This repository is created to implement linear sequences modeling architectures for both study and research. In this project, I will use JAX and Pytorch to build models, from basic RNNs up to Mamba model, to solve Speech Enhancement and Text Classification tasks and then compare their performance. I will also try to build the Transformer architecture; however, this type of model is not yet within the scope of this project. Therefore, if I cannot finish it on time, I will use the predefined architecture in Pytorch.
Sequences modeling remains a fundamental part of Artificial Intelligence, as it allows AI to capture the structure of sequence data. While there are various applications of this field, the most well-known task today is Language Modeling.
Recently, a powerful Architecutre called Transformer has been dominating this field. Its attention mechanism allows the model to capture complex relationships between tokens within the text. However, the attention mechanism faces a critical problem: its computional cost grows quadradically with sequence length. This limits the Transfomer from capture longer sequences.

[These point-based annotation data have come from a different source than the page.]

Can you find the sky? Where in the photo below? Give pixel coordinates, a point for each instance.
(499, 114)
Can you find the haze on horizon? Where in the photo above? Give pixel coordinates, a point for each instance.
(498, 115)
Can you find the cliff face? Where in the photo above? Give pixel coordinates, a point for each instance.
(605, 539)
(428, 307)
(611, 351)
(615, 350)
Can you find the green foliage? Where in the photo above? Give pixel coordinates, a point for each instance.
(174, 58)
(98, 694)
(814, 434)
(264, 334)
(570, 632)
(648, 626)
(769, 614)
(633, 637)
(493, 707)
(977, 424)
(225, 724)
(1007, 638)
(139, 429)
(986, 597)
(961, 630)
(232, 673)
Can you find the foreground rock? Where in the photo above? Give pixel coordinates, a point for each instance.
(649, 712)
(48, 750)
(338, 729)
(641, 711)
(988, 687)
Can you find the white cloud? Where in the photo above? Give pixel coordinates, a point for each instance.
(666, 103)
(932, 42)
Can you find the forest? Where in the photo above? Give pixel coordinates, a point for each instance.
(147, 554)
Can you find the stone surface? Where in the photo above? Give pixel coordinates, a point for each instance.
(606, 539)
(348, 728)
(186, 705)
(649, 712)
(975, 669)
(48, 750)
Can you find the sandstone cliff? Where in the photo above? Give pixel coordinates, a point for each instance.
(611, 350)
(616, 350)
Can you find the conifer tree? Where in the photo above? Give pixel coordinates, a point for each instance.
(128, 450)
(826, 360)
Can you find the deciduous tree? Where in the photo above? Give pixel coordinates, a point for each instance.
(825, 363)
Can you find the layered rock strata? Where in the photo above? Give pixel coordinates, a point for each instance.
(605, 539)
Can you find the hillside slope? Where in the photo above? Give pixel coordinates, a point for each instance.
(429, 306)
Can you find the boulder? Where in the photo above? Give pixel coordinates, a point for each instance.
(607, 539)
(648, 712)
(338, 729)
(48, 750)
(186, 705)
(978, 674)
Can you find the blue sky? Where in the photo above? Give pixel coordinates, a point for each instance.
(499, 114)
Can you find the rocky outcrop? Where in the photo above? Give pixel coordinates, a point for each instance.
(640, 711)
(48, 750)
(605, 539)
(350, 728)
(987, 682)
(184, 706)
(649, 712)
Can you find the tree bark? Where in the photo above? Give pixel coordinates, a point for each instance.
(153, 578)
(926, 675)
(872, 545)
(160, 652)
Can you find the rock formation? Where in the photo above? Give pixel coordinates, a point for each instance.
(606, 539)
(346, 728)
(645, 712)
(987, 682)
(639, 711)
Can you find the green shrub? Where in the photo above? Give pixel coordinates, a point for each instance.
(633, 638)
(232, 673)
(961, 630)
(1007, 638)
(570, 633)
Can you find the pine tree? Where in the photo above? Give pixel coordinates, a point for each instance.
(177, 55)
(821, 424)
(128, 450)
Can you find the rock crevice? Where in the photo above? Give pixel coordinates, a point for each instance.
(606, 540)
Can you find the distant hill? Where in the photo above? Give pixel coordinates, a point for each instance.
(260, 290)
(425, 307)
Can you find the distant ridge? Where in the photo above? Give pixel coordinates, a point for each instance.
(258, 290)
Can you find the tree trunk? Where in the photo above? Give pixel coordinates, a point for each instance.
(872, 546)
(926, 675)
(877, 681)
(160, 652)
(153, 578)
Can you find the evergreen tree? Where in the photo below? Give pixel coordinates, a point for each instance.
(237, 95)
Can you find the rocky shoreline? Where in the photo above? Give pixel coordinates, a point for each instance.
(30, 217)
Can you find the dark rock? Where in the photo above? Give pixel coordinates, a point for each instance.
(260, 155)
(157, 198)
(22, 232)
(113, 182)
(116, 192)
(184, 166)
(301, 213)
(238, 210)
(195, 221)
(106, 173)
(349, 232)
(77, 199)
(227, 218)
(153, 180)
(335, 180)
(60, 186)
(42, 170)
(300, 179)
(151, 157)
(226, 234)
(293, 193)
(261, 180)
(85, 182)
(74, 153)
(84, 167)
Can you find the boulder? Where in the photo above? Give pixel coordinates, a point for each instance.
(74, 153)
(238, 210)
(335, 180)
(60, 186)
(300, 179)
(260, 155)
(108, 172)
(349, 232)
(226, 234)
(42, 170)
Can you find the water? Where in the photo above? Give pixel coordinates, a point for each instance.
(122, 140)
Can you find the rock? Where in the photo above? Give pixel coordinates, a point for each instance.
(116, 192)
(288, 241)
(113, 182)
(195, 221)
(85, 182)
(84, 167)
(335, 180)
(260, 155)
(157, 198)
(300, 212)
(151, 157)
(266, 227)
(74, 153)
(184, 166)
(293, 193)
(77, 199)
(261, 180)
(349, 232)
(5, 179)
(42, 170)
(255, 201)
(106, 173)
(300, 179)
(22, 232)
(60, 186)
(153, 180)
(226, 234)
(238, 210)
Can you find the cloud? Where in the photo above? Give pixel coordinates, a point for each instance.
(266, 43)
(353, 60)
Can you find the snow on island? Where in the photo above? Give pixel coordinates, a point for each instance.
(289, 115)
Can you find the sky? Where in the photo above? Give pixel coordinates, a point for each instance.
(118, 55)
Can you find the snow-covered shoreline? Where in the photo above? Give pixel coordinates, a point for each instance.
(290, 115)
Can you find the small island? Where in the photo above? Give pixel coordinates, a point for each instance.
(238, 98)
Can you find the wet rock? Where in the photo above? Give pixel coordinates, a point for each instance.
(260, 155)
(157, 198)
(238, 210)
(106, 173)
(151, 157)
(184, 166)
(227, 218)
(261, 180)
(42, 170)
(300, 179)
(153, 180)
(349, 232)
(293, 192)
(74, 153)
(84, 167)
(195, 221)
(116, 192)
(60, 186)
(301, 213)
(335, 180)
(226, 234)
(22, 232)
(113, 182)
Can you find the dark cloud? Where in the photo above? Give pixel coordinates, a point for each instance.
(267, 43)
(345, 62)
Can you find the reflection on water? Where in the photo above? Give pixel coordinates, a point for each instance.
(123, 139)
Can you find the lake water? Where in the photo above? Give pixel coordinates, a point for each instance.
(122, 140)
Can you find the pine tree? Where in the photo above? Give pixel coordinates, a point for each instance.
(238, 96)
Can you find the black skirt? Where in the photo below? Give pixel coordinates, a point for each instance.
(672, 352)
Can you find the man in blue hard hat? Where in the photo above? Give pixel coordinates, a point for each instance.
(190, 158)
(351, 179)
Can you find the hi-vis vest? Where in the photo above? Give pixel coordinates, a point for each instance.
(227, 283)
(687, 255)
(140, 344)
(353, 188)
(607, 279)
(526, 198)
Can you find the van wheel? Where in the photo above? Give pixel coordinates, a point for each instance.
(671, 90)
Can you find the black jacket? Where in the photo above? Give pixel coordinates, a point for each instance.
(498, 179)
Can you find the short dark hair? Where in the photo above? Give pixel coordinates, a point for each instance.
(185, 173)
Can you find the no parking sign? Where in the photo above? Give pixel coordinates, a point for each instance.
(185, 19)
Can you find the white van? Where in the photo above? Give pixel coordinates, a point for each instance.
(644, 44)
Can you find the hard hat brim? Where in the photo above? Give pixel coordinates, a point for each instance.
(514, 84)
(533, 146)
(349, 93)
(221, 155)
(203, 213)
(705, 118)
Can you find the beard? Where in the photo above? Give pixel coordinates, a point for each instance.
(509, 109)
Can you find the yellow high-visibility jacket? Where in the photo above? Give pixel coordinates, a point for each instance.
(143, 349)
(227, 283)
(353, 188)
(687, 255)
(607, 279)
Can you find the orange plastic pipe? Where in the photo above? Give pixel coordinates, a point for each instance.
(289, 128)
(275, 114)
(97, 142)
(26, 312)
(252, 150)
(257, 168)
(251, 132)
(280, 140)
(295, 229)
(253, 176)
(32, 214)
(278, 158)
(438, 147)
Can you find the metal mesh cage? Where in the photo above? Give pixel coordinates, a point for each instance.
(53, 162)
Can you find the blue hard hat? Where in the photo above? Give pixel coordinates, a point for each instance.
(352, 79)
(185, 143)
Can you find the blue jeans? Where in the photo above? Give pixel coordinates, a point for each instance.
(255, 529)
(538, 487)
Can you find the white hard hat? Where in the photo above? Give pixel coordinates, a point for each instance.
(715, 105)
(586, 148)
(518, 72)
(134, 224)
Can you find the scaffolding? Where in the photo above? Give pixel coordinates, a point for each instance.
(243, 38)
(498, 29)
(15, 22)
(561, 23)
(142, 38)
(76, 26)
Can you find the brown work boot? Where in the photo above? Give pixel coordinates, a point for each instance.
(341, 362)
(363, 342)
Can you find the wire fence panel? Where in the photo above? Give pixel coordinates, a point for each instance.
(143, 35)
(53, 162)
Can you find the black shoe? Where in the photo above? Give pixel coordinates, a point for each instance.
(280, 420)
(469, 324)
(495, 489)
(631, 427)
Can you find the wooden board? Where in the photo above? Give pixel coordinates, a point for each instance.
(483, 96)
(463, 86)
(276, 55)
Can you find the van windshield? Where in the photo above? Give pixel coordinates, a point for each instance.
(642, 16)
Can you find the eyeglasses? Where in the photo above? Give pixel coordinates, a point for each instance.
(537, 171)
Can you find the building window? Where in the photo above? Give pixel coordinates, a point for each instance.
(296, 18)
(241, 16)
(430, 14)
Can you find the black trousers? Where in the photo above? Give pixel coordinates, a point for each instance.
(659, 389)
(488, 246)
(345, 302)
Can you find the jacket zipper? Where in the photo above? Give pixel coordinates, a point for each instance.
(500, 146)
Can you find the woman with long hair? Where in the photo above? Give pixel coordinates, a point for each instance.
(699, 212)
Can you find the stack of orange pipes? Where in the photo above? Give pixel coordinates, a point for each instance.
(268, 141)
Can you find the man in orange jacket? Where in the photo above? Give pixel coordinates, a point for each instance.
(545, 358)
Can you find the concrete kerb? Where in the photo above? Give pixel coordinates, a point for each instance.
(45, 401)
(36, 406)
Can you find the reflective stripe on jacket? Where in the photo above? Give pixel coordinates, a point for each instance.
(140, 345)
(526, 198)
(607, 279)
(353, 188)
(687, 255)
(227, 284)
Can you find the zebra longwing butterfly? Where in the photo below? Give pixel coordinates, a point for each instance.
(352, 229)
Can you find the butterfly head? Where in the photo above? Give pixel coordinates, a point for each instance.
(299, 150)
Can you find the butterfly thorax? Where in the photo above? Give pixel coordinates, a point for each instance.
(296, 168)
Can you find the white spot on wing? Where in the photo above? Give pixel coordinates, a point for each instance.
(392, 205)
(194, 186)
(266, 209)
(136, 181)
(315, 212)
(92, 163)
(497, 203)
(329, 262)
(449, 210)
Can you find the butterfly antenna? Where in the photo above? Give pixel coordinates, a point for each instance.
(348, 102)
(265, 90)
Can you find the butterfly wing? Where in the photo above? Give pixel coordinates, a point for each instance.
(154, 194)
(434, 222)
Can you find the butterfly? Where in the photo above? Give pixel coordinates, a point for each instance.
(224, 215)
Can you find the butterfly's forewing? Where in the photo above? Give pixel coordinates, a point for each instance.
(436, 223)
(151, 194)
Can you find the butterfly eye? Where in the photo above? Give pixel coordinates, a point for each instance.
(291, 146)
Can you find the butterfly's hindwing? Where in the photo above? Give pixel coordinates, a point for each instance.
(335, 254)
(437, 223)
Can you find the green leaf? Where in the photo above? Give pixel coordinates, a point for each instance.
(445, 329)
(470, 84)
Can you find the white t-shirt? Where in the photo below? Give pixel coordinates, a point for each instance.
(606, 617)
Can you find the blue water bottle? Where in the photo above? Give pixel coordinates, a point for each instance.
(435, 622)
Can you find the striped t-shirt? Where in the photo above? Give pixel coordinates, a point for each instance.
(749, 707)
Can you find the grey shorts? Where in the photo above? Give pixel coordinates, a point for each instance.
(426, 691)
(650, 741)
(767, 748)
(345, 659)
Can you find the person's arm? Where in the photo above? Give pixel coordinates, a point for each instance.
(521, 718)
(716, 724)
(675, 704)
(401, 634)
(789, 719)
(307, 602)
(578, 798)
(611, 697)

As a result, much research is now focusing on linear models which have showed comparable performance to the Transformer while maintaining a low computional cost.
This repository is created focusing on implementing these models for educational purposes. Throughout the implementation, I will try to explain the concepts behind these models as simply as possible. The repository is implemented in the simplest way possible; more efficient implementations will be placed in a seperate repository.